If this was the case then ~ 30 grams of accumulated copper over ~ 6 months would represent ~ 1/2 mole of copper or ~ 3 *10^23 fusions/ transmutations. Each delivering ~ 6.5 MeV. of excess energy. This would represent a total of ~ 2 *10^31 MeV of energy.
For comparison ~ 1 milliwatt of power comes from ~ 10^9 DD fusions/ sec. and with an assumption of a generous 10 MeV of excess energy per DD fusion , this would result in ~ 10^16 MeV per milliwatt or ~ 10^19 MeV per Watt. A claimed Rossi device output of ~ 10,000 Watts would represent ~ 10^23 MeV output per second. This divided into the above number would result in ~ 10^ 8 seconds of operation before 30 grams of copper was produced.
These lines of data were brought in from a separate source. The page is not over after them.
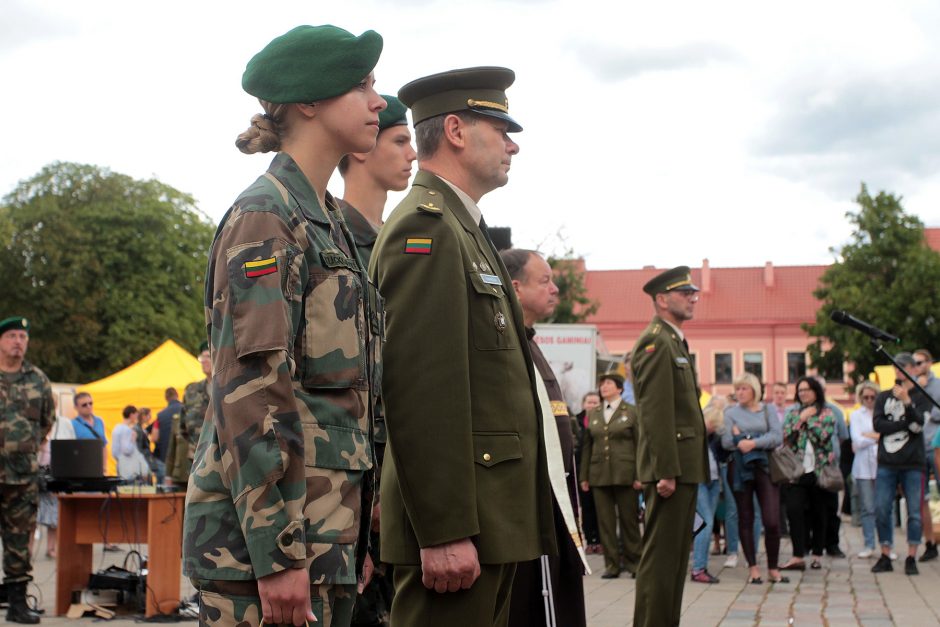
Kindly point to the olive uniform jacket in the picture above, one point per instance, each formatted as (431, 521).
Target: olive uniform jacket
(670, 426)
(465, 454)
(608, 453)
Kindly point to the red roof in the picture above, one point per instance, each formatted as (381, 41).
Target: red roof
(728, 294)
(756, 294)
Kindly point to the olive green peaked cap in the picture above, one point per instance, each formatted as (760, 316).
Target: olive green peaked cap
(393, 114)
(478, 89)
(676, 279)
(311, 63)
(18, 323)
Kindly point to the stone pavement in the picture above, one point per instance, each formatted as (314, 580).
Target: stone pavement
(843, 593)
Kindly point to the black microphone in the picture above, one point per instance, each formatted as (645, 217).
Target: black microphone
(874, 332)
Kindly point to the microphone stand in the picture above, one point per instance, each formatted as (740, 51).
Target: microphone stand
(879, 347)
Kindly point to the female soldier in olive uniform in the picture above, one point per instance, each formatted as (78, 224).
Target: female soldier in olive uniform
(275, 499)
(608, 468)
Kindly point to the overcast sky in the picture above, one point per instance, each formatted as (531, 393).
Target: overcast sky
(656, 133)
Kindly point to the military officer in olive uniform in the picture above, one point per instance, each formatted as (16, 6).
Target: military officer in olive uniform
(465, 491)
(188, 424)
(671, 447)
(27, 412)
(608, 466)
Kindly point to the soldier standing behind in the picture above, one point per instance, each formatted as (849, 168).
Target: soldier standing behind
(548, 591)
(27, 412)
(275, 501)
(671, 453)
(465, 486)
(187, 428)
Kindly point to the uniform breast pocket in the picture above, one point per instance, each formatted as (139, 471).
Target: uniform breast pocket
(332, 347)
(490, 322)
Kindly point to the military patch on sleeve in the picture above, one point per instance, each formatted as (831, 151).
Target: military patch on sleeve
(254, 269)
(418, 246)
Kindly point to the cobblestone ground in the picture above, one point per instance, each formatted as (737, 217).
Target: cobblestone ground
(844, 592)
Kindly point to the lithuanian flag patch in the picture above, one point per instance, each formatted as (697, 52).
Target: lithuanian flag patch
(254, 269)
(418, 246)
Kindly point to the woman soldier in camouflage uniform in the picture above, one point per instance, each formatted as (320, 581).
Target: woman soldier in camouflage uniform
(274, 507)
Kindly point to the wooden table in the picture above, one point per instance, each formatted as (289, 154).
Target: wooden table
(152, 519)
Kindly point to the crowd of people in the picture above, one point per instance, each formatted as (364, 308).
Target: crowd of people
(379, 439)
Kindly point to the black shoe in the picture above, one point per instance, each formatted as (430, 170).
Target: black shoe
(883, 565)
(18, 611)
(835, 552)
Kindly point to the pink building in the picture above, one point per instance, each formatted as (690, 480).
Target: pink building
(746, 319)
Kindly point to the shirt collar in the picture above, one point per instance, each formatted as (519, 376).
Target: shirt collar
(468, 202)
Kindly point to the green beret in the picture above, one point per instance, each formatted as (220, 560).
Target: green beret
(311, 63)
(676, 279)
(478, 89)
(394, 114)
(616, 377)
(16, 323)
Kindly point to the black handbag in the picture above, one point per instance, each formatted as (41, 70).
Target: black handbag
(830, 478)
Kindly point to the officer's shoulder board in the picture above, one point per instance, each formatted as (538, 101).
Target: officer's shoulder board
(430, 202)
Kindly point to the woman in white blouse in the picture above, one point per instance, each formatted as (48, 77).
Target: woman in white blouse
(865, 466)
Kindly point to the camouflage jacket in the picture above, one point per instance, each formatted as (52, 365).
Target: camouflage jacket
(295, 331)
(186, 431)
(27, 412)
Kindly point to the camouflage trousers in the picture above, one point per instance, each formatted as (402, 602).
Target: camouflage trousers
(236, 604)
(18, 505)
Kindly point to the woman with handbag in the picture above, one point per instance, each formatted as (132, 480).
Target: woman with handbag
(752, 432)
(808, 430)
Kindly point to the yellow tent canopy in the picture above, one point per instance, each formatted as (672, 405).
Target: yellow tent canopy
(143, 384)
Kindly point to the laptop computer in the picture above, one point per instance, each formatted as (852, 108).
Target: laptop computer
(76, 459)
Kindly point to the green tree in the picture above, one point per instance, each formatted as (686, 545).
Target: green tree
(886, 275)
(573, 302)
(106, 267)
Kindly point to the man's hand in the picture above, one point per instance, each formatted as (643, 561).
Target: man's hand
(665, 487)
(285, 598)
(368, 569)
(450, 567)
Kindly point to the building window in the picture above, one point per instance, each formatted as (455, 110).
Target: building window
(724, 367)
(754, 363)
(796, 366)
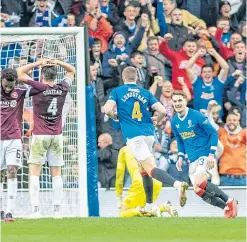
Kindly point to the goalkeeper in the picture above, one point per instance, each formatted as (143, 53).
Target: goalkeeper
(131, 205)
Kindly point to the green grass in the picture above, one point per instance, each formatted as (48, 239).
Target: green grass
(127, 230)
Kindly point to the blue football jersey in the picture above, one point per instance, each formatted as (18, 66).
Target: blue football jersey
(204, 93)
(195, 136)
(133, 107)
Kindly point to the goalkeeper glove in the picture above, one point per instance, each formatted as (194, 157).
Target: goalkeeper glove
(119, 201)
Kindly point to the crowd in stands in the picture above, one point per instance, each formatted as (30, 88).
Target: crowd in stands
(198, 46)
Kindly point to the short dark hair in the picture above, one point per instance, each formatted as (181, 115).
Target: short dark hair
(222, 19)
(97, 42)
(179, 93)
(9, 74)
(151, 38)
(49, 72)
(190, 39)
(208, 66)
(135, 53)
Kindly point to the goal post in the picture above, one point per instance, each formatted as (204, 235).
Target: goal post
(69, 44)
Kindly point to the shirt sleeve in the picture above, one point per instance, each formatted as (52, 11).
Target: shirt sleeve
(181, 149)
(113, 96)
(67, 82)
(152, 100)
(209, 129)
(35, 88)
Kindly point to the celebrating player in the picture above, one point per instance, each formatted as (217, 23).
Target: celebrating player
(132, 204)
(197, 138)
(12, 99)
(133, 103)
(47, 139)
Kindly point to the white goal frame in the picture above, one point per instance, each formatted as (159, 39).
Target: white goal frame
(79, 33)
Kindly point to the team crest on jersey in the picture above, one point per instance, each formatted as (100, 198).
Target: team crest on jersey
(13, 103)
(14, 95)
(190, 125)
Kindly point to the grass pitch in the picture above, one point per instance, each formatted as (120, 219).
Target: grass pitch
(125, 230)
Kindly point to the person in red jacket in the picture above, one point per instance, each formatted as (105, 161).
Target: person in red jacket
(180, 59)
(98, 27)
(227, 51)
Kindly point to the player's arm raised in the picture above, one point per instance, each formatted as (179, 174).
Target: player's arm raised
(223, 64)
(189, 68)
(68, 68)
(204, 123)
(181, 149)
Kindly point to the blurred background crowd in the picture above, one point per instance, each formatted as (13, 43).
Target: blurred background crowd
(198, 46)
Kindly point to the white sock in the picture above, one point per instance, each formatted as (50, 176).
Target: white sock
(177, 185)
(34, 192)
(57, 186)
(1, 197)
(12, 193)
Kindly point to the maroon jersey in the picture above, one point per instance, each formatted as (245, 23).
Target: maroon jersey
(48, 107)
(12, 107)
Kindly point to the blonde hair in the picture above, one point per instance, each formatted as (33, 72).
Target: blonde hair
(129, 74)
(179, 93)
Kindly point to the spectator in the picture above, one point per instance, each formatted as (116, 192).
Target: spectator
(43, 14)
(157, 64)
(240, 104)
(109, 11)
(207, 88)
(225, 51)
(64, 21)
(161, 144)
(98, 27)
(224, 24)
(176, 28)
(151, 29)
(233, 161)
(8, 52)
(243, 30)
(179, 60)
(107, 160)
(120, 49)
(127, 25)
(205, 10)
(238, 61)
(188, 18)
(96, 55)
(225, 11)
(137, 61)
(99, 94)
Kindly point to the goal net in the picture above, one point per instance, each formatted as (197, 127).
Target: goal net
(22, 46)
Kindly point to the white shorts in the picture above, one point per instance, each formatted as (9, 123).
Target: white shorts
(11, 153)
(141, 147)
(198, 167)
(46, 148)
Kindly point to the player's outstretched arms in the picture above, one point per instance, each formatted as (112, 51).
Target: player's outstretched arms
(68, 68)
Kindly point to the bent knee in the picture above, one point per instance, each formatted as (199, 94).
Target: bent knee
(12, 171)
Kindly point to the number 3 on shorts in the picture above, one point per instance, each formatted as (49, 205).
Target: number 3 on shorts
(136, 113)
(201, 161)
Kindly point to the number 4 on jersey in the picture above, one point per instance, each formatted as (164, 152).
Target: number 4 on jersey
(53, 107)
(136, 113)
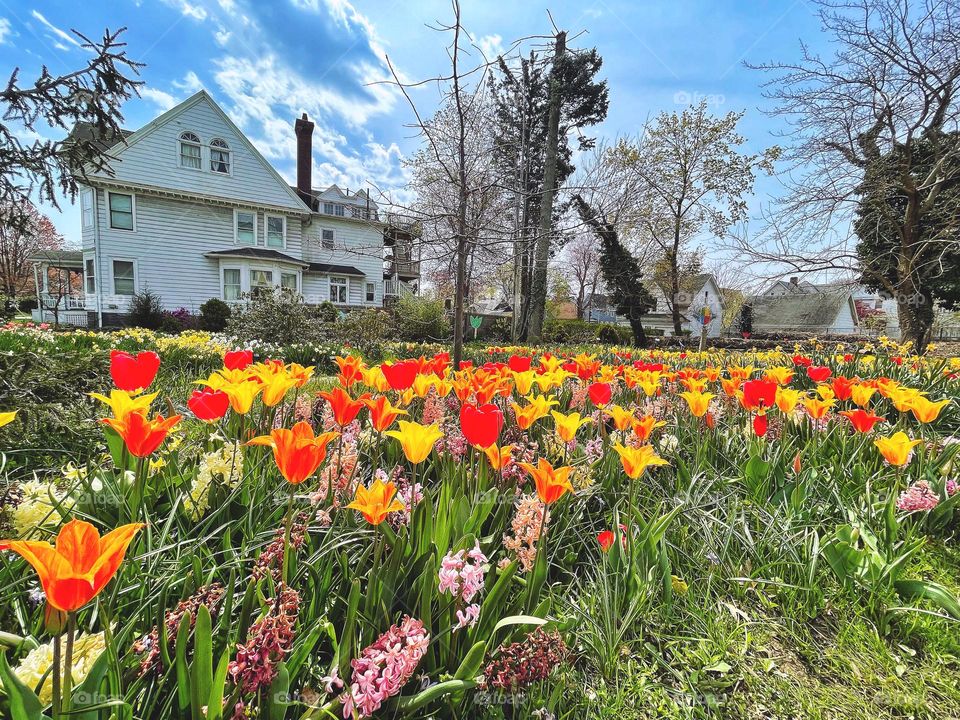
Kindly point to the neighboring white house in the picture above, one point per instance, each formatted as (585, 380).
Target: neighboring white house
(799, 306)
(193, 211)
(697, 292)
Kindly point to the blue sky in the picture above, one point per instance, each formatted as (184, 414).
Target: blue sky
(266, 62)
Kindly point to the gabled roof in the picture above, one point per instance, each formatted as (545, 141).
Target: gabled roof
(131, 139)
(814, 312)
(256, 253)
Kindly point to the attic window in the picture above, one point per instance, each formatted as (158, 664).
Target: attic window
(220, 156)
(190, 150)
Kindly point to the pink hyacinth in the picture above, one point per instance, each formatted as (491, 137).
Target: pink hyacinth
(918, 497)
(384, 667)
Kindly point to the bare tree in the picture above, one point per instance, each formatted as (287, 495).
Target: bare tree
(687, 178)
(580, 262)
(93, 94)
(18, 242)
(878, 118)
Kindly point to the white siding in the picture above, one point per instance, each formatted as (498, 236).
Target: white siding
(168, 245)
(154, 160)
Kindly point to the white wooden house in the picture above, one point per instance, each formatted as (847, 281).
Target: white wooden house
(193, 211)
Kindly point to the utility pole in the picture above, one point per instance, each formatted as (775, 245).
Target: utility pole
(538, 289)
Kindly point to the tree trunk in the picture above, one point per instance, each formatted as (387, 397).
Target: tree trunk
(541, 255)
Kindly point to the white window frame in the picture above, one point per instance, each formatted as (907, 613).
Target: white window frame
(113, 279)
(345, 286)
(333, 240)
(261, 268)
(86, 213)
(296, 276)
(89, 262)
(227, 149)
(223, 284)
(236, 228)
(133, 211)
(198, 144)
(266, 230)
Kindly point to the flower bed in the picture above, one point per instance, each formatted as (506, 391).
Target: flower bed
(243, 538)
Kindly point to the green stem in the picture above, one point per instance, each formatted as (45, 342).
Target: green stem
(68, 662)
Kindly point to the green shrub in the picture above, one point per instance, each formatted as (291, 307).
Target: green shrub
(146, 311)
(366, 330)
(279, 316)
(420, 318)
(214, 314)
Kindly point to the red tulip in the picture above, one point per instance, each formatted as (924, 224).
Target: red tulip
(238, 359)
(605, 538)
(760, 425)
(133, 373)
(519, 363)
(600, 393)
(400, 376)
(759, 393)
(841, 387)
(862, 420)
(481, 426)
(209, 404)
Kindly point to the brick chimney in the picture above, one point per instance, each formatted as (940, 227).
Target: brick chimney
(303, 129)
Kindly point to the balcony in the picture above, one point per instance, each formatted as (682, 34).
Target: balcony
(402, 268)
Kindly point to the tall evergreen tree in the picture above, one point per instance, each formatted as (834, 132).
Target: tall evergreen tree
(934, 253)
(621, 272)
(521, 105)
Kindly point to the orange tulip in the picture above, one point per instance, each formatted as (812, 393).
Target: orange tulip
(499, 457)
(376, 502)
(297, 452)
(552, 483)
(344, 407)
(636, 459)
(382, 413)
(141, 435)
(79, 567)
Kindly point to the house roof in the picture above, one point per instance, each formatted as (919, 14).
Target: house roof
(813, 312)
(331, 269)
(256, 253)
(59, 258)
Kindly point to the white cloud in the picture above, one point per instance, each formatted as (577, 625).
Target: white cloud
(66, 37)
(194, 11)
(190, 83)
(164, 100)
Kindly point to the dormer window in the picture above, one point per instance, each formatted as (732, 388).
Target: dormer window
(219, 156)
(190, 150)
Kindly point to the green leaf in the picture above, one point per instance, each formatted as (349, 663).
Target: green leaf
(930, 591)
(201, 670)
(24, 703)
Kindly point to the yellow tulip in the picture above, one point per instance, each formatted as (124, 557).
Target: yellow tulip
(637, 459)
(122, 403)
(567, 425)
(896, 449)
(926, 411)
(697, 402)
(416, 440)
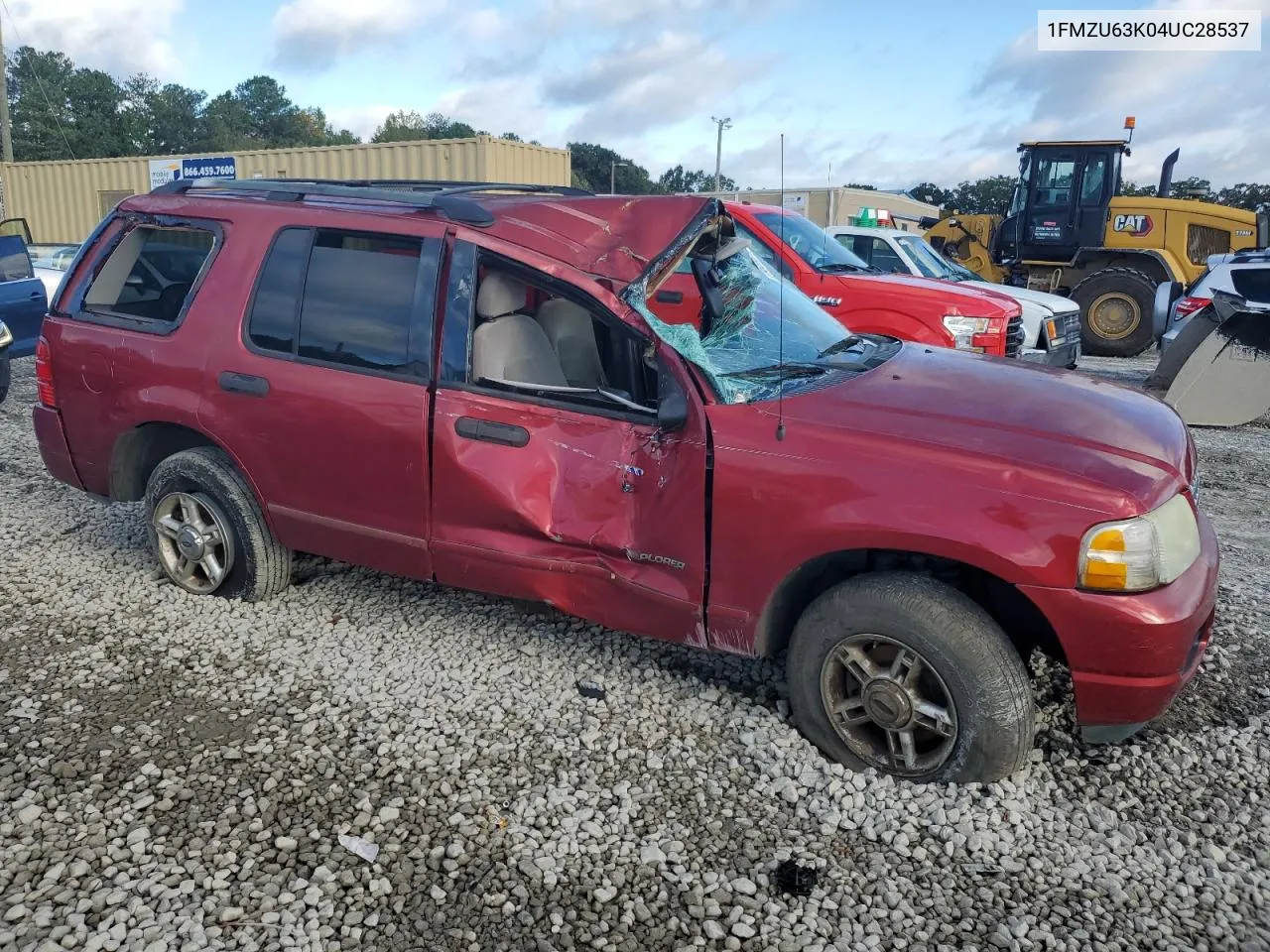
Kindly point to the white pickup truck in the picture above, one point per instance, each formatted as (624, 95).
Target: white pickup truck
(1052, 324)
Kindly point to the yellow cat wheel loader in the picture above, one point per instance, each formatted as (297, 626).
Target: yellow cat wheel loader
(1070, 231)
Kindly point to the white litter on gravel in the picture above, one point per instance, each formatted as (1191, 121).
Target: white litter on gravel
(185, 774)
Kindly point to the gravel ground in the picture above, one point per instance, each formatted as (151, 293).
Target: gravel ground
(176, 772)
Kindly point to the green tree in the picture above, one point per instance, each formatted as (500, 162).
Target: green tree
(593, 164)
(988, 195)
(411, 126)
(931, 193)
(1246, 194)
(679, 180)
(39, 104)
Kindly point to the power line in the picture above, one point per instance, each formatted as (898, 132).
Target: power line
(39, 81)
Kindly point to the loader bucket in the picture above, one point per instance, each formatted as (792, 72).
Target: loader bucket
(1216, 372)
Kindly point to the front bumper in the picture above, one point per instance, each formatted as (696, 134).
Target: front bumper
(1130, 655)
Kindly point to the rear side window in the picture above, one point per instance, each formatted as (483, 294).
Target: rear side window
(1252, 284)
(14, 261)
(150, 275)
(349, 298)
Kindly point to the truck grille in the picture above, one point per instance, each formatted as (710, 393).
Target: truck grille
(1015, 336)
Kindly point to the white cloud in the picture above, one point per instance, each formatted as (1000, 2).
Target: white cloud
(361, 121)
(316, 35)
(99, 33)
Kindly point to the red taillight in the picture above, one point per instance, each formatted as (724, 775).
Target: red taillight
(1187, 306)
(45, 375)
(993, 340)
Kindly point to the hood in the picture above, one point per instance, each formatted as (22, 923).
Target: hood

10^8 seconds is ~ 1200 days, or ~ 3 years.
There is about 6 times too much copper present. What does that mean? It means nothing. Without a control which shows the amount of natual copper isotopes contained in the virgin mixture, you cannot say how much additional copper was created, except that you have a minimal amount of ~ 5 grams. Of course there would need to be reasonable assurance that the samples provided are representative, and not artificially doctored.
Dan Tibbets
To error is human... and I'm very human.